21. Head for a stile to leave the gardens & continue in the same direction over a further stile keeping the hedgerows on your left until arriving at a bridge…

Cross over the bridge & through the gate opposite to reach the road which we cross & continue straight across the field to a further gap in the hedge…

22. Go through the gap & head to the bottom left-hand side of the field where we find a black kissing gate. Pass through the gate, down the path to the next gate.

Now continue down again to the bottom right corner where we exit through a further kissing gate to reach the village of Marston St Lawrence

23. The name Marston St Lawrence means ‘marsh farm / settlement’. The village is small, but worth a quick stroll around. The 17th century church had a rector in the reign of Charles I called Charles Chauncey who fell foul of the archbishop & left for America, subsequently becoming the President of Harvard

Later that century, William Blencoe was born in the village. He became the head of Charles II’s secret service & was known as the Decipherer for his ability to crack codes

24. Leave the final gate & head up the road on the left…

…passing the bus stop & the village hall…

25. On reaching the fork bear left…

… & follow the country road. It’s hard to believe this is a road but it is so just keep an eye out for traffic, Keep following it until reaching a footpath sign on your left

26. There are two paths here & the one you need to take is the bottom left one that heads towards Thorpe House in the OS Map below…

Keeping to the field edge, we followed the left hand hedgerows around the edge of the field until we finally found a gap in the hedge just before the hill got really steep

27. Now walk diagonally right up the hill & into the woods in the picture below (you can also see them on the above map)

28. Follow the woodland path through the trees to emerge into another field. Once out keep the trees & hedges on your right as we head to the next woodland area opposite…

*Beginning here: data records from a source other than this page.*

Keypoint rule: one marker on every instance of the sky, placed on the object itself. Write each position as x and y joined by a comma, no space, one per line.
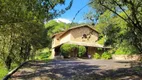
70,14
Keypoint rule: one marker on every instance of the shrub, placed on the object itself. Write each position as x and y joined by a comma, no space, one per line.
67,49
106,55
81,51
97,56
126,50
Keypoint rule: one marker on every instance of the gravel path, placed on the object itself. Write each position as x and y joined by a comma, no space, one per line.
65,69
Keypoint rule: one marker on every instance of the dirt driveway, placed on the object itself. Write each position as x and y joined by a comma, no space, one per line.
65,69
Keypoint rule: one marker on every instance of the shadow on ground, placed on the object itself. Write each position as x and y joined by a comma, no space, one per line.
73,70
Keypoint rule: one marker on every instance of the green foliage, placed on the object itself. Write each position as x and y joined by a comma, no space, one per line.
43,54
97,56
22,30
124,48
106,55
119,20
82,51
67,49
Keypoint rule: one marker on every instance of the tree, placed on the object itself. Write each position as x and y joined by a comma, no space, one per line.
132,11
22,27
52,27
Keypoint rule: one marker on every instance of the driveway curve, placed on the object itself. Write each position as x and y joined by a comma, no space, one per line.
65,69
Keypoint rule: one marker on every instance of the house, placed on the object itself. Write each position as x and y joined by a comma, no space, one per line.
80,35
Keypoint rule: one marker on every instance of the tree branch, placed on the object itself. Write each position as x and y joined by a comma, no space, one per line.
114,12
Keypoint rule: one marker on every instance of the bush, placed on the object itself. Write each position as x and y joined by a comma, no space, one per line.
82,51
106,55
43,54
97,56
126,50
67,49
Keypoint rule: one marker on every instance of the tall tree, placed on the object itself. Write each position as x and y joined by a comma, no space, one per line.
22,27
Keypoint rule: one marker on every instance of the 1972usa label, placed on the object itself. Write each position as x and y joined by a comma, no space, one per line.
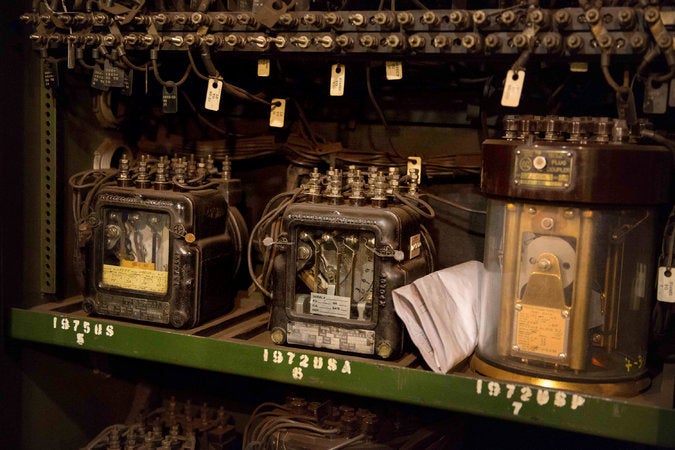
299,363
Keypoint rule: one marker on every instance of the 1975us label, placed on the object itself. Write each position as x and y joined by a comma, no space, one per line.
81,328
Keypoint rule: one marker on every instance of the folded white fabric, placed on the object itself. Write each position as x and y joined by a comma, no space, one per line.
441,312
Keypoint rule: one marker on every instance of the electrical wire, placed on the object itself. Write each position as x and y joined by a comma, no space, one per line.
454,204
414,202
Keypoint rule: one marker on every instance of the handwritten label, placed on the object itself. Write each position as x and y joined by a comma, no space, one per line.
541,330
666,285
525,395
337,80
299,363
263,68
82,328
136,279
393,70
513,88
212,102
330,305
277,112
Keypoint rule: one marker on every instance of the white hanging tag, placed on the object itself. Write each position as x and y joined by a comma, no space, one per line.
263,68
394,70
656,98
213,91
337,80
513,88
666,285
277,112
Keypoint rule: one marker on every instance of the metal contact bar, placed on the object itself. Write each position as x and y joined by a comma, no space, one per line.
47,188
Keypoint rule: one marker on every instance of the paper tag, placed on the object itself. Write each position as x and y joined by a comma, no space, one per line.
394,70
513,87
128,87
666,285
656,98
50,75
270,12
263,68
114,76
169,99
337,80
98,79
213,91
277,112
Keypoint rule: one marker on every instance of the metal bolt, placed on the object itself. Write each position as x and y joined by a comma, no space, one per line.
325,42
547,223
301,42
382,19
574,42
384,350
416,41
508,18
344,41
259,41
441,41
430,18
405,19
520,41
480,18
288,20
368,41
278,336
333,19
178,41
638,41
544,264
493,42
313,20
652,14
394,41
562,17
357,20
279,41
224,19
233,40
592,16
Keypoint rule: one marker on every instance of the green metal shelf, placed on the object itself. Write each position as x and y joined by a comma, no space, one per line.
238,344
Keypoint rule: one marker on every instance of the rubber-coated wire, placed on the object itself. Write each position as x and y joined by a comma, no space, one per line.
131,65
380,113
604,63
410,201
454,204
201,118
356,439
183,79
263,221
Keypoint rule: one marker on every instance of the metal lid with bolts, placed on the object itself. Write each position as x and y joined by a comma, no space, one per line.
580,160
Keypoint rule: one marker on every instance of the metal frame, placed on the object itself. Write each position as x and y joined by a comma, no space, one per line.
229,345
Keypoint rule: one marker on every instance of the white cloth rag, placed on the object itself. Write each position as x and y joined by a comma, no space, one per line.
441,312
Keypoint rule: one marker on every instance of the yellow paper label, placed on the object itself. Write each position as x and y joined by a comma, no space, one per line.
541,330
137,265
136,279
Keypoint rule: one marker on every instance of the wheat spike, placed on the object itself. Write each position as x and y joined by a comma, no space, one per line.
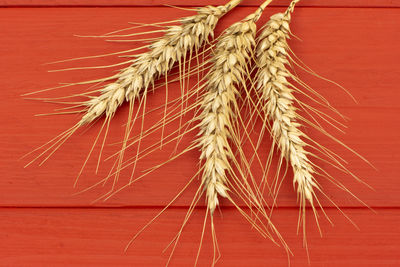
133,82
229,68
147,67
277,93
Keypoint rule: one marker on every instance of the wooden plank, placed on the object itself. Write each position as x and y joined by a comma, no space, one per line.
97,237
336,43
132,3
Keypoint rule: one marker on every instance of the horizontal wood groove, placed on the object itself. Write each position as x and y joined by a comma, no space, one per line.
147,3
185,207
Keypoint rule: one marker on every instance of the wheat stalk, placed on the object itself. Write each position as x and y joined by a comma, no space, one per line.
277,93
232,54
147,67
134,81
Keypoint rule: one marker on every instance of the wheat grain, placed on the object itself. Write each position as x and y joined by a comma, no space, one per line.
277,93
134,81
162,56
232,54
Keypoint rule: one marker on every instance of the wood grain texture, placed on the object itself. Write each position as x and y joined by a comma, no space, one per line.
96,237
114,3
358,48
43,224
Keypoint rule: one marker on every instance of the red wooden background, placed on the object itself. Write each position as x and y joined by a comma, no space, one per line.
43,224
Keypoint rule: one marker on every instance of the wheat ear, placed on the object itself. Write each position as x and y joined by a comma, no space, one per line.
229,68
134,81
147,67
277,93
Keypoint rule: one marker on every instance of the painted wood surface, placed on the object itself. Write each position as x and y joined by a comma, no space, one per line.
97,237
114,3
44,224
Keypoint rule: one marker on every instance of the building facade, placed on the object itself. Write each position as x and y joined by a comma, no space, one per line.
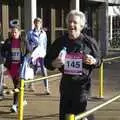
53,14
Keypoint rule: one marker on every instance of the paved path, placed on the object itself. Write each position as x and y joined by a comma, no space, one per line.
42,107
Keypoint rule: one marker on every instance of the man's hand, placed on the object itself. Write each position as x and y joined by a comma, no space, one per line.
90,60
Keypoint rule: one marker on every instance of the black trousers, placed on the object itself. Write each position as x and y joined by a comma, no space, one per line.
73,97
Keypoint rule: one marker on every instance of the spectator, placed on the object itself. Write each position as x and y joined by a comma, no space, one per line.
37,46
13,51
82,55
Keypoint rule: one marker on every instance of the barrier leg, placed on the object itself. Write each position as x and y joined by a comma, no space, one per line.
101,81
70,117
21,100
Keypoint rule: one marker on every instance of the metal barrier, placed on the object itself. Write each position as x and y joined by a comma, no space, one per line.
69,117
101,76
78,117
21,93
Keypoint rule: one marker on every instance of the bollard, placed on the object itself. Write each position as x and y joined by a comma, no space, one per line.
70,117
21,100
101,81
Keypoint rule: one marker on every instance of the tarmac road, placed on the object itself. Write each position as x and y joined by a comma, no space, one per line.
46,107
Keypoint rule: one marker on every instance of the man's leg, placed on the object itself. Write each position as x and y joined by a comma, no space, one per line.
1,81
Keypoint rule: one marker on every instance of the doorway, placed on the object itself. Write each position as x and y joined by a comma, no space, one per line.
53,14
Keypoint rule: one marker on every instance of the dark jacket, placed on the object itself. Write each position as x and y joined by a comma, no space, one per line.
84,43
7,53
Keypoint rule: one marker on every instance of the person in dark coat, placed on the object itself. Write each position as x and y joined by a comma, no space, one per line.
13,51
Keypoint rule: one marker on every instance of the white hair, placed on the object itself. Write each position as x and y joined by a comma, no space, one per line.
79,14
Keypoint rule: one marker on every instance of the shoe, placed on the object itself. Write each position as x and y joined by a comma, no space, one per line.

29. Our path is to a bridge in the top right hand corner. Cross over the bridge & continue up the hill. keeping the trees & hedges on our left passing the barn conversion. Finally the path arrives at a road…

Cross the road & continue through the above gap

30. Keep the hedgerows an your left for what felt like ages until we finally found a waymarker sign at the middle bottom of the field, I honestly thought I was lost so just keep walking & you will find it (see OS Map below)

31. Head down through the forest & over the bridge. There’s now more fields to cross until you reach the gap in the picture below…

Once through the gap, turn right & follow the field edge to another gap under the trees…

32. Pass through it onto the road. Cross the road & go over the stile. Head down the field keeping the hedges on your left & exit through a further gate…

Now look where we are! We’re on the driveway of Seven Dove Cottage so turn left & it’s time for a pint & a game of French Boules in the garden of The Three Conies

Go walk !!!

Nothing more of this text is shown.